The military-backed President Emmerson Mnangagwa, who again took the oath of office, faces the mammoth task of rebuilding a worsening economy and uniting a nation deeply divided by a vote that many hoped would deliver change.
The 75-year-old Mnangagwa took power from his mentor Mugabe with the military’s help.
“It is time to move forward together,” said Mnangagwa, who has promised democratic and economic reforms after Mugabe’s repressive 37-year rule.
Opposition leader Nelson Chamisa on Saturday said: “They know they can’t invite me to a wedding where I was the one supposed to be receiving the gifts.”
His spokesperson Nkululeko Sibanda yesterday said “we haven’t received any formal invitation”.
The 40-year-old Chamisa has called for dialogue with Mnangagwa but suggested that talks on power-sharing first must acknowledge the opposition leader’s alleged victory. “You cannot steal my goats and then ask me to come and share them with you,” he said.
Ruling party spokesperson Paul Mangwana criticized Chamisa for saying he will snub the inauguration.

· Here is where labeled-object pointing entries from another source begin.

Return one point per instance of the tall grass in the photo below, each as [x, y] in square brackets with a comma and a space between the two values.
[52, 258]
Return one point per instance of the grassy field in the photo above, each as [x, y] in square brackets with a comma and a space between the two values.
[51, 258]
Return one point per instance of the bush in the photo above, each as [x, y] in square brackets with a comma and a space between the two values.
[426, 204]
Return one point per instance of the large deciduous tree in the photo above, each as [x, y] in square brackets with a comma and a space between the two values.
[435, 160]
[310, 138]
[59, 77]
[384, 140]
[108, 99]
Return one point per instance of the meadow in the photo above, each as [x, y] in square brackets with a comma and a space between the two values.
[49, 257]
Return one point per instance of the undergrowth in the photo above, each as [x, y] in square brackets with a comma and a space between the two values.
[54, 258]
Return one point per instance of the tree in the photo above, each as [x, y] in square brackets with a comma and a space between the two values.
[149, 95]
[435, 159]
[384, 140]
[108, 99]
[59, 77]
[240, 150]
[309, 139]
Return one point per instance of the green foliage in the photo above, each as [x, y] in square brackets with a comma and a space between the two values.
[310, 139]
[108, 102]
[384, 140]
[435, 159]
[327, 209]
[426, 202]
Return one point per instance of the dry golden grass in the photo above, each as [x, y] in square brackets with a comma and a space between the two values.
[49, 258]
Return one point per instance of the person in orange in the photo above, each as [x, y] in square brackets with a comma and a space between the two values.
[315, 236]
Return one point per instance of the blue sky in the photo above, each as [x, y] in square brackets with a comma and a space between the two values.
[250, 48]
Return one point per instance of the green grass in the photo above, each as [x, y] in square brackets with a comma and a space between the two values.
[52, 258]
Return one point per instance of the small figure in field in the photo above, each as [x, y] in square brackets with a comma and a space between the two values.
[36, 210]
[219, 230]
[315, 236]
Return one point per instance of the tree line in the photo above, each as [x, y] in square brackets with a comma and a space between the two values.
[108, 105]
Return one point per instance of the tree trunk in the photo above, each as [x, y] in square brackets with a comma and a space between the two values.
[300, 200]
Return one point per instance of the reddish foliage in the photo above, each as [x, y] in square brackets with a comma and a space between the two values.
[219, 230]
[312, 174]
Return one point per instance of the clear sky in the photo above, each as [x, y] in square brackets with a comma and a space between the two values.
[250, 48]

“It is important for nation-building at this critical time.
“The problem is the (Movement for Democratic Change party) did not give us a good opposition leader, they gave us a schoolboy, so he is playing schoolboy politics,” Mangwana said.
Upbeat supporters of the president and ruling ZANU-PF party filled the 60 000-seat National Sports Stadium in the capital, Harare. Some said they woke before dawn to catch buses and trucks in villages hundreds of kilometers away.
The heads of state of South Africa, Congo, Rwanda and Zambia and elsewhere attended.